どうしたもんか――、と蛍光灯にかざして目を細める。
捨てるのは論外として。
問題なのは無くしてしまうことだった。
小石ほどのサイズのそれは、小さいゆえに落としやすいし、ポケットに入れたまま洗濯することもザラにある。天国(に行けてるかは知らないが)のトラファルガーがそろそろ枕元に立ってもおかしくない。立っていてもキッドとしてはいいのだけれど。
ともかく。
「――ま、こうすんのが一番なんだろな」
 キッドは立ち上がり、机に一つだけある鍵付きの引き出しを開ける。中には筆記用具やら、いつのか分からないプリントや細々とした雑貨が詰め込まれていたが、全てを床の上にぶちまけた。
どうせ後で片付ければいい。



葬式の時を思い出す。
ローが死んだということを実感できないまま、泣くこともできずにキッドはローの横たわる棺桶の中に献花しようとした。実質、最後の顔合わせに、キッドは悲壮感を得ることはなかった。むしろ、逆に驚いたぐらいだ。

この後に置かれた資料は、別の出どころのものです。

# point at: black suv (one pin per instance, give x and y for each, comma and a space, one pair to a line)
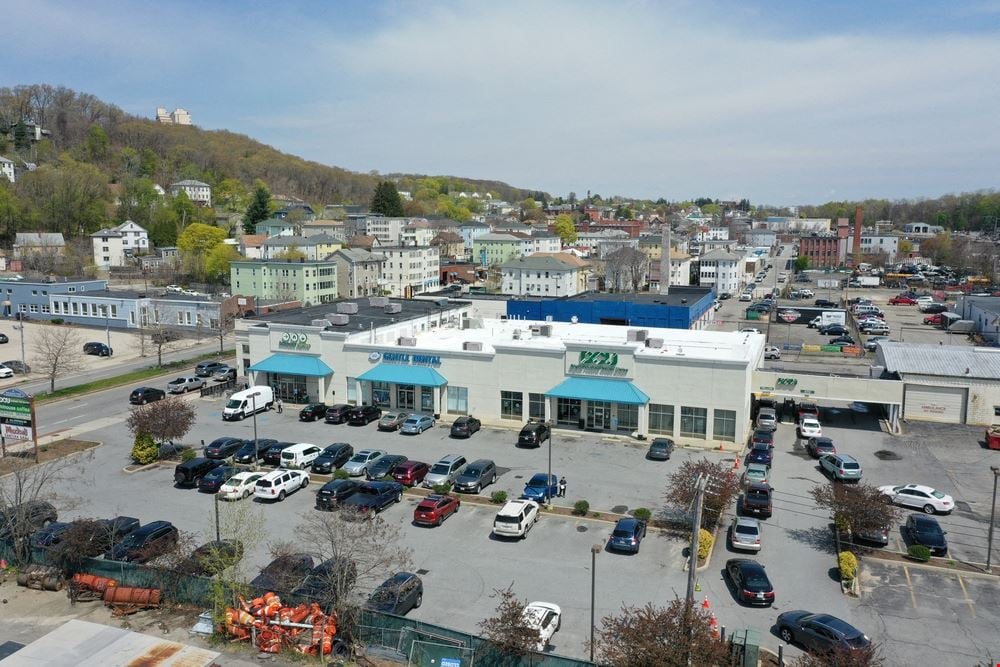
190, 472
332, 457
99, 349
146, 395
533, 434
363, 415
146, 543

死化粧で穏やかな顔で眠るローの右耳にあったのは銀色の十字架。中央に真っ赤なガラス玉が、秘めやかに瞬く。
そんな。
そんな――ダサいピアスはつけないんじゃなかったのか。
「あの、早く退いてもらえません?」
 後ろに並ぶ人からの声で意識を取り戻し、すぐに横に逸れた。振り返ると、名残惜しむように赤が煌めいた。
 粛々と葬儀が進んでいく。
 気が付けば火葬場までキッドは同行していた。キッドとローがそれなりの長さを共にしていたのもあるし、ローの親戚が余りに少なかったこともある。

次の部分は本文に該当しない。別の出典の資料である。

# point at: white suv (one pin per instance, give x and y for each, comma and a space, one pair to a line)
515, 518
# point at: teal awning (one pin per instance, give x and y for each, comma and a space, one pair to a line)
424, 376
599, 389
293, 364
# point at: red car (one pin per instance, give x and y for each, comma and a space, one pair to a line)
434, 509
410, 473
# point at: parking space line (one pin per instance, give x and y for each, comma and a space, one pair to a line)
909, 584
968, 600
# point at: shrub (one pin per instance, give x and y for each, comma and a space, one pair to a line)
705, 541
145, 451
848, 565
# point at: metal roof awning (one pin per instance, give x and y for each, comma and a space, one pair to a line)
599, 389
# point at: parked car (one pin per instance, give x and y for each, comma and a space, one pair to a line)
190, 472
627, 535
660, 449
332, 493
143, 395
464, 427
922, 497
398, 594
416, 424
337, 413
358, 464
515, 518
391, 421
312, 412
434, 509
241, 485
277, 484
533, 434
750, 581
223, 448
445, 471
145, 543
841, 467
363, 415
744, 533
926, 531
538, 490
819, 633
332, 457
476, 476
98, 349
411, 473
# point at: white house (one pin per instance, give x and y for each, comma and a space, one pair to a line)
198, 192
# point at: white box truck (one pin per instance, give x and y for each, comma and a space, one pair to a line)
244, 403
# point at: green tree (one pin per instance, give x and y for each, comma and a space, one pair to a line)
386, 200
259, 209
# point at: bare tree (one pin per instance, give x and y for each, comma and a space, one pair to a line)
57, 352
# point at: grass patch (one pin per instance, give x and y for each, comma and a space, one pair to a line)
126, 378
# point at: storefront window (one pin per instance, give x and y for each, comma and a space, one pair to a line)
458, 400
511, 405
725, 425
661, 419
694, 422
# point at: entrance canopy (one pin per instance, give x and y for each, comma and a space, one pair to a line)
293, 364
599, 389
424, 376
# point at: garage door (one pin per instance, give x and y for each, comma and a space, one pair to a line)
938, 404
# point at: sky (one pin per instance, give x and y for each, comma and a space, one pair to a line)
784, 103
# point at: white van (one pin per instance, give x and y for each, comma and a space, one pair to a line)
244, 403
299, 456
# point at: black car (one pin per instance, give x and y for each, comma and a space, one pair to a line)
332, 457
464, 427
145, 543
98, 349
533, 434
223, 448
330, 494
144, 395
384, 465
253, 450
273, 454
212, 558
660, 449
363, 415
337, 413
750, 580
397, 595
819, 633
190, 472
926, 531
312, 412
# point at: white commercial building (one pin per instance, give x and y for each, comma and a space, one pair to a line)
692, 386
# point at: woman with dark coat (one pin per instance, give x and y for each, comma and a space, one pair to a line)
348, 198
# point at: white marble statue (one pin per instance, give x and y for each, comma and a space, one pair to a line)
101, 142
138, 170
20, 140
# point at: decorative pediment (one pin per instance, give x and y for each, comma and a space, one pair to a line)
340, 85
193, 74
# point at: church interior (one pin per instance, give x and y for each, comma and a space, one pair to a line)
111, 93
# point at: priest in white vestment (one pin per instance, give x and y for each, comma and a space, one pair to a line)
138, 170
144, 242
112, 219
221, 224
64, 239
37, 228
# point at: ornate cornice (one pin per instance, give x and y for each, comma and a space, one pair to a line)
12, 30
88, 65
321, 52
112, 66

すっかり灰になり、小さな骨ばかりが残った台の上で、骨壷の中に骨が入れられていく。
ひとつひとつ、丁寧に。まるで精密機械を取り扱うような手つきで箸渡しをしていると、不器用な誰かがその箸を床に落とした。皆の視線が下に落ちる、その時だった。そっとキッドは右手――まだ残っている小さな骨をポケットに入れた。咎める声は聞こえなかった。

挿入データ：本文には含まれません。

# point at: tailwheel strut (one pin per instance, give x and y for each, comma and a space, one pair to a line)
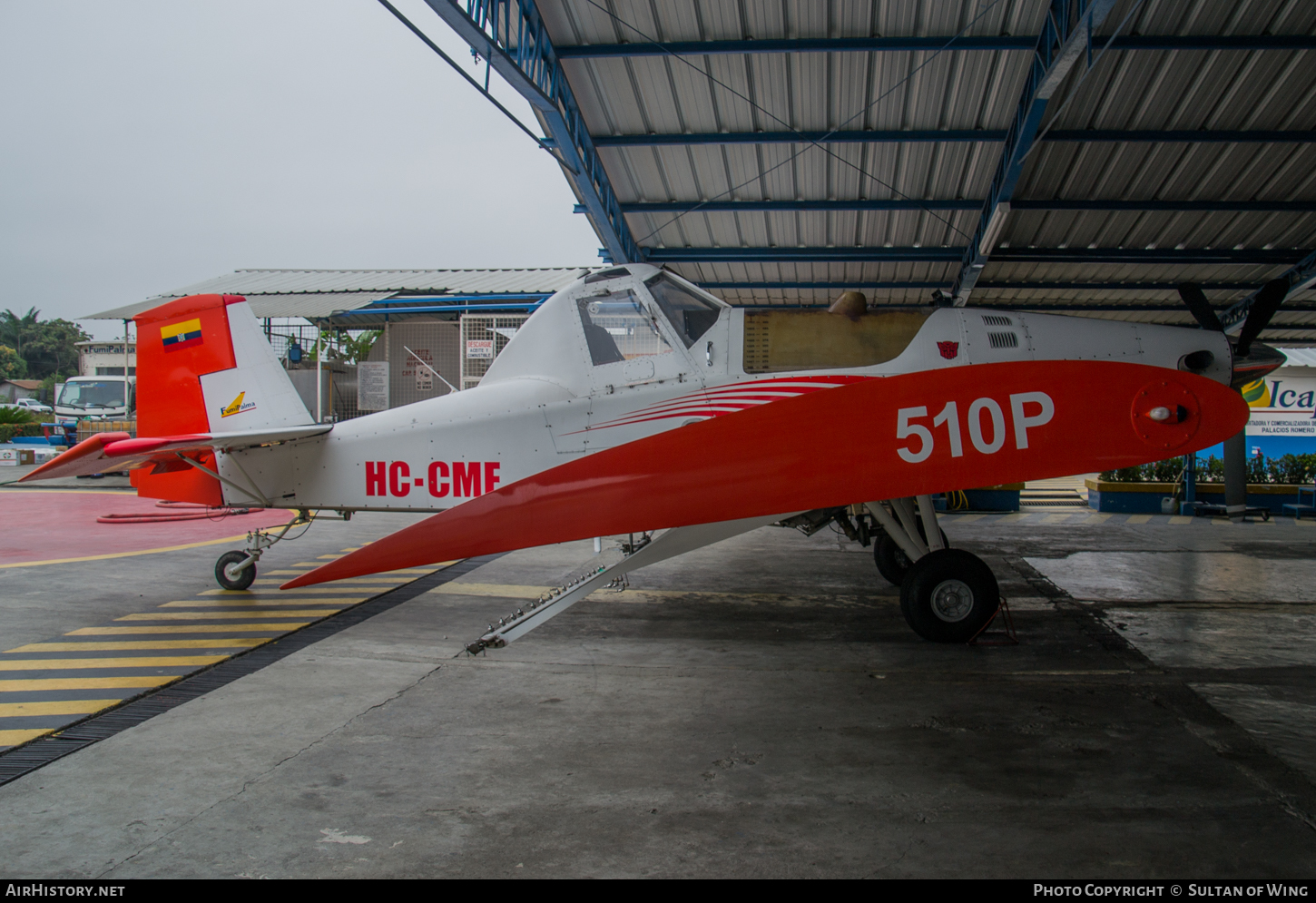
236, 570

それから、残りの骨は壺に収められ、名前も知らないローの親戚の手に渡った。
それから先は知らない。

 ろくに掃除をしてないせいで引き出しの中は少し汚れていた。木のクズと消しゴムのカスを払いのけ、一応ティッシュで乾拭きする。
 その中に、かつてトラファルガー=ローを形成していた骨片と、今はもう片方しかないダサいピアスを置き、暗い机の中に戻して鍵をかける。
多分、もう二度と永遠に開けることはないだろう。
だってよ、とキッドが誰にともなく呟いた。